1978 television film by Walter Grauman

Are You in the House Alone? is a 1978 American made-for-television horror film directed by Walter Grauman and starring Kathleen Beller, Blythe Danner, and Dennis Quaid. The film is based on the 1976 novel of the same name written by Richard Peck. It originally aired on CBS on September 20, 1978.

== Plot ==
16-year-old Gail Osborne is a typical high school student with a passion for photography. Six months ago, she and her parents moved from San Francisco to a smaller town due to her father Neil's claim the city was too dangerous following a burglary. Gail, a high-spirited romantic, initially started dating classmate E.K. Miller, but he broke off their relationship because Gail was unwilling to sleep with him.

Now, Gail is dating Steve Pastorinis, despite her overprotective mother's objections. After a while, she receives an anonymous letter which says: "I am watching you.” Gail thinks the letter is creepy, but is convinced by her best friend Allison Bremer that it is a practical joke from some student. However, when another note is found saying, "I know where you are I'm watching you you tramp I'm coming after you,” and phone calls from a strange man laughing in a creepy way. Gail decides to warn her principal, who informs her it could be the act of her current or former boyfriend, someone she's rejected, or perhaps someone she knows that's hanging around.
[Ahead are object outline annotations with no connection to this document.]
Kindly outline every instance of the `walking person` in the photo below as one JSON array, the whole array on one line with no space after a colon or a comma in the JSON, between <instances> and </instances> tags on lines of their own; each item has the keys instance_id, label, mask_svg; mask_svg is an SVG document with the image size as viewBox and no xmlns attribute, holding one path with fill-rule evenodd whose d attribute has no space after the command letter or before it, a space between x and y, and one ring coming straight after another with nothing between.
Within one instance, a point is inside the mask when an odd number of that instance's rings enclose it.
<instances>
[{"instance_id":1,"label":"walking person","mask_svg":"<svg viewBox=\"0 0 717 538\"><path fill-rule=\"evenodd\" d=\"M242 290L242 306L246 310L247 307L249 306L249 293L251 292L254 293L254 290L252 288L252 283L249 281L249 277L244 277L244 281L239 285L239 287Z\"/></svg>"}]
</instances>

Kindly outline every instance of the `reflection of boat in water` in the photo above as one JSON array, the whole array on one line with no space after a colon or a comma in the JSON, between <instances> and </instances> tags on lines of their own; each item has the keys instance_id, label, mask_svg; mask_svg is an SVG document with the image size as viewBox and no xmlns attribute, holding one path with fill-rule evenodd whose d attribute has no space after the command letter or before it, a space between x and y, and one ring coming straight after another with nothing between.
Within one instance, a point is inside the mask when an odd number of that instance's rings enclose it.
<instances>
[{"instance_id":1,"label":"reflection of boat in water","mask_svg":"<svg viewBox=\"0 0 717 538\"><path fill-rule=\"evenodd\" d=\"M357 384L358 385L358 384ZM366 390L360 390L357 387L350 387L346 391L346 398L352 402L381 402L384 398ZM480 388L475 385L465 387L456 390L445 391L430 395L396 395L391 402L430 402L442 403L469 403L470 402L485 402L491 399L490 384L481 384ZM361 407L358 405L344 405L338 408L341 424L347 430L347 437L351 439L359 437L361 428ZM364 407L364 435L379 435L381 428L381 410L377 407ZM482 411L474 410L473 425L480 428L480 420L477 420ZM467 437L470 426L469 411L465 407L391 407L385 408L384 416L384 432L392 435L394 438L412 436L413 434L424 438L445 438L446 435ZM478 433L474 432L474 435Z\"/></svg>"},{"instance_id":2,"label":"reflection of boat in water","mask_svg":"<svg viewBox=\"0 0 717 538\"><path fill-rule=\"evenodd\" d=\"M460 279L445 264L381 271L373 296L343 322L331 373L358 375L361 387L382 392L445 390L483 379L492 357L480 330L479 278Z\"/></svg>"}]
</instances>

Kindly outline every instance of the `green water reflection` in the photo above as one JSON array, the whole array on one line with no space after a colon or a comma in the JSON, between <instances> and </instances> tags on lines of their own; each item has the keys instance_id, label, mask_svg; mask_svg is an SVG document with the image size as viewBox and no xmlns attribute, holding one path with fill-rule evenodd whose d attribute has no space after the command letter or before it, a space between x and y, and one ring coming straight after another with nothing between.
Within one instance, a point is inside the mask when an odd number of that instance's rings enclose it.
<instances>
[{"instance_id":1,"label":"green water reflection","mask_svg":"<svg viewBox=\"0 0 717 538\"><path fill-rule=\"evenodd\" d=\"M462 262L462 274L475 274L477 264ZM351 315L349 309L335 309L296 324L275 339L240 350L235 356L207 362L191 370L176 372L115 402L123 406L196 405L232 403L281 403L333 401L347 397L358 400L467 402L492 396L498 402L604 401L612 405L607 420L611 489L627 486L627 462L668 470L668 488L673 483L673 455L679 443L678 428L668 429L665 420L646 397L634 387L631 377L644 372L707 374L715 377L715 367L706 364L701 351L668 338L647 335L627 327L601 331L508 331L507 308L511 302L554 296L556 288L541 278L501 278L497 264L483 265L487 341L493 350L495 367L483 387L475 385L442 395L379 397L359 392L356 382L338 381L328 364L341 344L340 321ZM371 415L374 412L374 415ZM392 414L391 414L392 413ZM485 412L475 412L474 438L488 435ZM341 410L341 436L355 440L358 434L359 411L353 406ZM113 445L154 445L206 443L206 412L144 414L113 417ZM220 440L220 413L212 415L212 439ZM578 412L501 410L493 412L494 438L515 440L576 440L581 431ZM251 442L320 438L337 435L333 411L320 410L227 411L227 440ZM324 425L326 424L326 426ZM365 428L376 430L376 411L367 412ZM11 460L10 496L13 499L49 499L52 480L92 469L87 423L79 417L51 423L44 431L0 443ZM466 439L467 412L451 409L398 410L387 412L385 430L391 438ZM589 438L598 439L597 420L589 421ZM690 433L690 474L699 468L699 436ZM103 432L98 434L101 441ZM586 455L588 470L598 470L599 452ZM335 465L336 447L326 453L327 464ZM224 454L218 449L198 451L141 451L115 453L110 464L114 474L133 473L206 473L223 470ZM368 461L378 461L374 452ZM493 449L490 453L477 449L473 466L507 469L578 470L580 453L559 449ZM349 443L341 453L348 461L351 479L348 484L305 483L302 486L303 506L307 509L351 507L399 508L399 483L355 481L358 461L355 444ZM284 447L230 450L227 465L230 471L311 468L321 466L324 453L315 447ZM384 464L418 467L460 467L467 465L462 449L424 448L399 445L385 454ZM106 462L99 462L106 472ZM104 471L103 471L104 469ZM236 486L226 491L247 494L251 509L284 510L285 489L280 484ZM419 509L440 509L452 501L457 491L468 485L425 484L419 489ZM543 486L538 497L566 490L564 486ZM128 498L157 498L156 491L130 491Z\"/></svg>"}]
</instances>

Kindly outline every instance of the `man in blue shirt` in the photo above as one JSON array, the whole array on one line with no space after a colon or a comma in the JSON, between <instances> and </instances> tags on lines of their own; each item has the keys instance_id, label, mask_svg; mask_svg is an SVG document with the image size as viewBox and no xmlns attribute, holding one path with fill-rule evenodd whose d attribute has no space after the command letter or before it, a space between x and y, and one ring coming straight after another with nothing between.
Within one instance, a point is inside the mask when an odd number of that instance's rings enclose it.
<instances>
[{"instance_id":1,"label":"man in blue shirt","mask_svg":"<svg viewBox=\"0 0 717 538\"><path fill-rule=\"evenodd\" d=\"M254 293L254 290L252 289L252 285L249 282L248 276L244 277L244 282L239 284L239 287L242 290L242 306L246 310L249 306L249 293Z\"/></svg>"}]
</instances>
One day, Gail tries to tell her mother Anne about the stalking, but Anne is too busy to pay attention and blows Gail off. Therefore, Gail ditches school and heads to San Francisco to visit her father at work. There, she finds out her father has been fired. Back home, she confronts her mother with this, who demands her to keep silent so Neil will not feel ashamed. Gail realizes more serious matters are going on in her life and decides to no longer pay attention to the notes and phone calls. One day when she's late for class, there is another message sticking out of her locker – a black and white picture of herself that she took in photography class with the word "RAPE" all in red across her face.

One night, she is babysitting the children of Jessica Hirsch, who is dating Gail's teacher Chris Elden. She receives a phone call from her boyfriend Steve Pastorinis, and he asks if he can come over after work and spend time together. Gail, relieved, says yes, and he tells her he'll be there soon. The phone rings again, and thinking it's Steve she answers, but it's the same stalker, laughing hysterically asking: Are you in the house alone? Afraid, Gail locks the door and windows all around the house.

Someone knocks on the front door. Excited to see Steve, Gail opens the door and sees it's Allison's boyfriend, Phil Lawver. Phil asks if Allison is around because she said she was going to come by, and Gail responds she isn't there. Phil then asks to use the phone to call Allison's house. Phil picks up the receiver and dials the number, but puts his finger on the receiving end to cancel the call and then pretends to be on the phone with Allison's mother while pulling out a handkerchief and wiping off the phone. Gail looks over and sees him wiping the phone and he looks back at her before dropping the phone on the ground.

He looks at her and says, "I really had you fooled, didn't I?" Gail lets out a sigh of relief figuring he was pulling a prank on her. Phil then says in a raspy creepy voice "Are you in the house alone?" Phil reveals that it wasn't a prank and that he's been stalking her and knows everything about her. He then attacks her, forces her onto the ground, and proceeds to rape her. Afterwards, he runs out of the house.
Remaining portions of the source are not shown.